Private stewardship is an experiment. Perhaps the private sector cannot assume all funding obligations in perpetuity. But it is equally clear that government has few mechanisms in place to assure perpetual funding. Most budgets are subject to annual appropriation. Government can rarely invest in a balanced portfolio of assets that has an adequate inflation and risk-adjusted return. If government does not earn enough to manage land, the land is not managed. We are back to TET. Only time will tell. But I think the answer must be a responsible partnership among all the players.

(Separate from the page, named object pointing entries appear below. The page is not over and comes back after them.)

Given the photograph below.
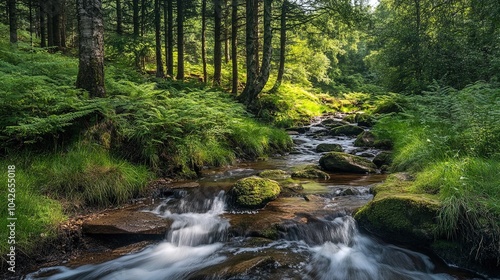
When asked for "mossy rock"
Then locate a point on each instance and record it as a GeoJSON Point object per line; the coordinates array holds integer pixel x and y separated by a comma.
{"type": "Point", "coordinates": [254, 192]}
{"type": "Point", "coordinates": [342, 162]}
{"type": "Point", "coordinates": [324, 148]}
{"type": "Point", "coordinates": [274, 174]}
{"type": "Point", "coordinates": [347, 130]}
{"type": "Point", "coordinates": [365, 120]}
{"type": "Point", "coordinates": [383, 158]}
{"type": "Point", "coordinates": [396, 214]}
{"type": "Point", "coordinates": [365, 139]}
{"type": "Point", "coordinates": [311, 172]}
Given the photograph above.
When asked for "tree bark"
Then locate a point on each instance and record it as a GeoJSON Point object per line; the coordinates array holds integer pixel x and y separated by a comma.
{"type": "Point", "coordinates": [256, 83]}
{"type": "Point", "coordinates": [234, 45]}
{"type": "Point", "coordinates": [217, 42]}
{"type": "Point", "coordinates": [170, 39]}
{"type": "Point", "coordinates": [119, 17]}
{"type": "Point", "coordinates": [43, 38]}
{"type": "Point", "coordinates": [11, 5]}
{"type": "Point", "coordinates": [203, 39]}
{"type": "Point", "coordinates": [135, 17]}
{"type": "Point", "coordinates": [159, 62]}
{"type": "Point", "coordinates": [180, 40]}
{"type": "Point", "coordinates": [281, 68]}
{"type": "Point", "coordinates": [91, 48]}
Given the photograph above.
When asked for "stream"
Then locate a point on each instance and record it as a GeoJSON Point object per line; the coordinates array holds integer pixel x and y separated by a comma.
{"type": "Point", "coordinates": [315, 236]}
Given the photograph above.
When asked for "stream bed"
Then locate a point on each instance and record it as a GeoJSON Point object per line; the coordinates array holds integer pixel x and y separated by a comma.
{"type": "Point", "coordinates": [313, 233]}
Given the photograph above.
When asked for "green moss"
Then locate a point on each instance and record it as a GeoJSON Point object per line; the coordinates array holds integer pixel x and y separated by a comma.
{"type": "Point", "coordinates": [254, 192]}
{"type": "Point", "coordinates": [348, 130]}
{"type": "Point", "coordinates": [274, 174]}
{"type": "Point", "coordinates": [342, 162]}
{"type": "Point", "coordinates": [397, 214]}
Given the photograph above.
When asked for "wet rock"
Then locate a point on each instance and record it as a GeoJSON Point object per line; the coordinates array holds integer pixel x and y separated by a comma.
{"type": "Point", "coordinates": [383, 158]}
{"type": "Point", "coordinates": [342, 162]}
{"type": "Point", "coordinates": [127, 221]}
{"type": "Point", "coordinates": [274, 174]}
{"type": "Point", "coordinates": [254, 192]}
{"type": "Point", "coordinates": [347, 130]}
{"type": "Point", "coordinates": [322, 148]}
{"type": "Point", "coordinates": [365, 139]}
{"type": "Point", "coordinates": [235, 266]}
{"type": "Point", "coordinates": [398, 215]}
{"type": "Point", "coordinates": [311, 172]}
{"type": "Point", "coordinates": [302, 129]}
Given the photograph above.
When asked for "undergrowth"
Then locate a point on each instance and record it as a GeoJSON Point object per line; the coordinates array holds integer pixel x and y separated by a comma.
{"type": "Point", "coordinates": [451, 140]}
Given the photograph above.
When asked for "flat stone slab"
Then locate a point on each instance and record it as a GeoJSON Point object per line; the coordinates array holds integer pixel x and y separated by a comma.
{"type": "Point", "coordinates": [127, 221]}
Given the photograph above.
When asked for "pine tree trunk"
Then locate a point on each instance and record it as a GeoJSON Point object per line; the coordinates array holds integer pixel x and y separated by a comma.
{"type": "Point", "coordinates": [159, 62]}
{"type": "Point", "coordinates": [11, 5]}
{"type": "Point", "coordinates": [170, 39]}
{"type": "Point", "coordinates": [234, 45]}
{"type": "Point", "coordinates": [203, 39]}
{"type": "Point", "coordinates": [180, 40]}
{"type": "Point", "coordinates": [135, 17]}
{"type": "Point", "coordinates": [91, 48]}
{"type": "Point", "coordinates": [119, 17]}
{"type": "Point", "coordinates": [217, 42]}
{"type": "Point", "coordinates": [43, 38]}
{"type": "Point", "coordinates": [281, 68]}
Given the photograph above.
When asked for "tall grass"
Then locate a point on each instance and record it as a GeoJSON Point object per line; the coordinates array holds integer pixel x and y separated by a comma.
{"type": "Point", "coordinates": [451, 140]}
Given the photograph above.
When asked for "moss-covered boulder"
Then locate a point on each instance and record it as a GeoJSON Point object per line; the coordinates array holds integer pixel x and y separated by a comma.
{"type": "Point", "coordinates": [383, 158]}
{"type": "Point", "coordinates": [324, 148]}
{"type": "Point", "coordinates": [342, 162]}
{"type": "Point", "coordinates": [398, 215]}
{"type": "Point", "coordinates": [274, 174]}
{"type": "Point", "coordinates": [347, 130]}
{"type": "Point", "coordinates": [254, 192]}
{"type": "Point", "coordinates": [311, 172]}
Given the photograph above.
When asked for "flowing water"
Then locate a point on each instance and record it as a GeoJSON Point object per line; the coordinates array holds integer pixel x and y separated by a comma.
{"type": "Point", "coordinates": [317, 237]}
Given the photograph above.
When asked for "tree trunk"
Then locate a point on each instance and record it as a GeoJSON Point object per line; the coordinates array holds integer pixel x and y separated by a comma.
{"type": "Point", "coordinates": [251, 63]}
{"type": "Point", "coordinates": [226, 31]}
{"type": "Point", "coordinates": [256, 33]}
{"type": "Point", "coordinates": [43, 38]}
{"type": "Point", "coordinates": [143, 17]}
{"type": "Point", "coordinates": [203, 39]}
{"type": "Point", "coordinates": [91, 48]}
{"type": "Point", "coordinates": [180, 40]}
{"type": "Point", "coordinates": [170, 39]}
{"type": "Point", "coordinates": [281, 68]}
{"type": "Point", "coordinates": [255, 84]}
{"type": "Point", "coordinates": [159, 62]}
{"type": "Point", "coordinates": [234, 45]}
{"type": "Point", "coordinates": [119, 17]}
{"type": "Point", "coordinates": [11, 5]}
{"type": "Point", "coordinates": [135, 17]}
{"type": "Point", "coordinates": [217, 42]}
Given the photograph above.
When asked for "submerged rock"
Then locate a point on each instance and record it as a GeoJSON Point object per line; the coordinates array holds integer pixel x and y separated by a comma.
{"type": "Point", "coordinates": [347, 130]}
{"type": "Point", "coordinates": [274, 174]}
{"type": "Point", "coordinates": [254, 192]}
{"type": "Point", "coordinates": [311, 172]}
{"type": "Point", "coordinates": [322, 148]}
{"type": "Point", "coordinates": [398, 215]}
{"type": "Point", "coordinates": [342, 162]}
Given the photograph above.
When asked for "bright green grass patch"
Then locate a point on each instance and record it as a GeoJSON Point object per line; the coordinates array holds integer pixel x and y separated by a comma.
{"type": "Point", "coordinates": [37, 215]}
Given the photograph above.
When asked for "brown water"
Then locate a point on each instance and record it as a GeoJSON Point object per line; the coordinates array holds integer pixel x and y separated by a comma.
{"type": "Point", "coordinates": [315, 236]}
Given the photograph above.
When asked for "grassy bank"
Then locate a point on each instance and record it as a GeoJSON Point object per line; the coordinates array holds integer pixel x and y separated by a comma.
{"type": "Point", "coordinates": [450, 140]}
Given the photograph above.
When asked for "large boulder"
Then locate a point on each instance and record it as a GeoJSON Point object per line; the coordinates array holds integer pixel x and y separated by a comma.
{"type": "Point", "coordinates": [324, 147]}
{"type": "Point", "coordinates": [254, 192]}
{"type": "Point", "coordinates": [311, 172]}
{"type": "Point", "coordinates": [342, 162]}
{"type": "Point", "coordinates": [347, 130]}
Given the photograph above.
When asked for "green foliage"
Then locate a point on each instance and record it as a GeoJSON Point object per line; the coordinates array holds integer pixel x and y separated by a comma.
{"type": "Point", "coordinates": [37, 215]}
{"type": "Point", "coordinates": [452, 139]}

The Business of Conservation
I believe the lesson learned from TET is this: we are in the business of conservation. In order to be successful and accomplish our mission, however, we must conduct our activities using strong ethical, financial and professional standards. No nonprofit can abandon its fiduciary and moral responsibilities. As we have seen from Congressional hearings and legislation surrounding The Nature Conservancy’s recent troubles, non-profits involved in conservation assume significant societal obligations under a sacred trust that cannot be abused. This means we must be absolutely open and operate transparently, meeting the highest of ethical and professional standards. To do anything less is to abdicate our fiduciary trust; worse yet, it is a breach of public trust.
The views expressed in this article are those of the author and do not necessarily represent the views of the Ecosystem Marketplace or its staff.